`cholesky_factor_corr[n]` reliably fails to initialize (from [-2,+2]) for "moderate" `n`
Using the cholesky_factor_corr[n] parameter type reliably causes initialization to fail from around n=40.
This happens because for high enough n and if uniformly sampling the unconstrained draws from [-2,+2], some of the diagonal terms of the constrained parameter round down to zero, compare https://github.com/stan-dev/math/blob/3a196d410415ee2cc56c0e51ec73a2e1970a08a4/stan/math/prim/constraint/cholesky_corr_constrain.hpp#L74
However, once sampling has started, it usually does not fail for the same reason. What "saves" regular sampling is the shrinking scale of the marginals of "reasonable" priors (and probably also posteriors), preventing the sampler to go into combination of parameter values which are frequent during initialization, but lead to the rounding-down-to-zero issue.

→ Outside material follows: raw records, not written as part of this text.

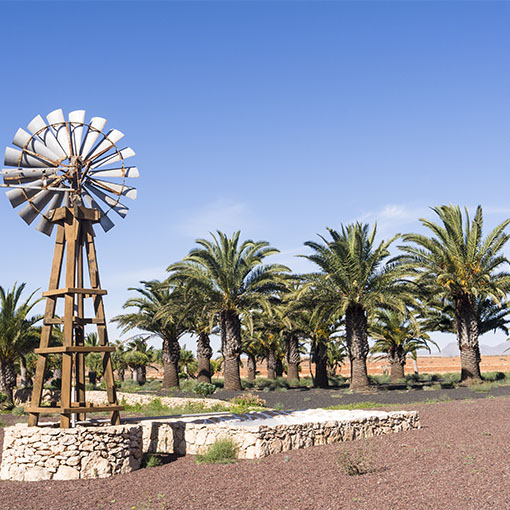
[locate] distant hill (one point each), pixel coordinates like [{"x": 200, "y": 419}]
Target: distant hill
[{"x": 452, "y": 350}]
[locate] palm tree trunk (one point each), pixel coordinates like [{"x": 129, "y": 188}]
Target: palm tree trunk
[
  {"x": 252, "y": 367},
  {"x": 293, "y": 358},
  {"x": 271, "y": 364},
  {"x": 231, "y": 347},
  {"x": 279, "y": 367},
  {"x": 357, "y": 343},
  {"x": 24, "y": 379},
  {"x": 170, "y": 356},
  {"x": 8, "y": 381},
  {"x": 467, "y": 338},
  {"x": 204, "y": 354},
  {"x": 321, "y": 366},
  {"x": 397, "y": 359},
  {"x": 396, "y": 371}
]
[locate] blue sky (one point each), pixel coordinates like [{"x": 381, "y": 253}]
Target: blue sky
[{"x": 276, "y": 118}]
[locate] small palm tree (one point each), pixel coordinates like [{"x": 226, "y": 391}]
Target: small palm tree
[
  {"x": 18, "y": 335},
  {"x": 119, "y": 359},
  {"x": 353, "y": 282},
  {"x": 235, "y": 280},
  {"x": 396, "y": 336},
  {"x": 151, "y": 301},
  {"x": 93, "y": 360},
  {"x": 456, "y": 264},
  {"x": 138, "y": 356}
]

In fact, it seems to be so (but don't ask me why), that the marginal prior scales of the unconstrained draws from a cholesky_factor_corr[n] factor ~ lkj_corr_cholesky(1.); parameter scale such that for the unconstrained parameter corresponding to the factor[i,j] entry, the marginal prior scale is sqrt(n-j).
A simple fix to the initialization issues is to just prescale the unconstrained parameters before feeding them into the previous constraining transform. Doing this prescaling such that the marginal scales of the unconstrained parameters are all 1 allows me to "easily" sample from priors with n=64 or n=128 - which is as far as I wanted to test it right now.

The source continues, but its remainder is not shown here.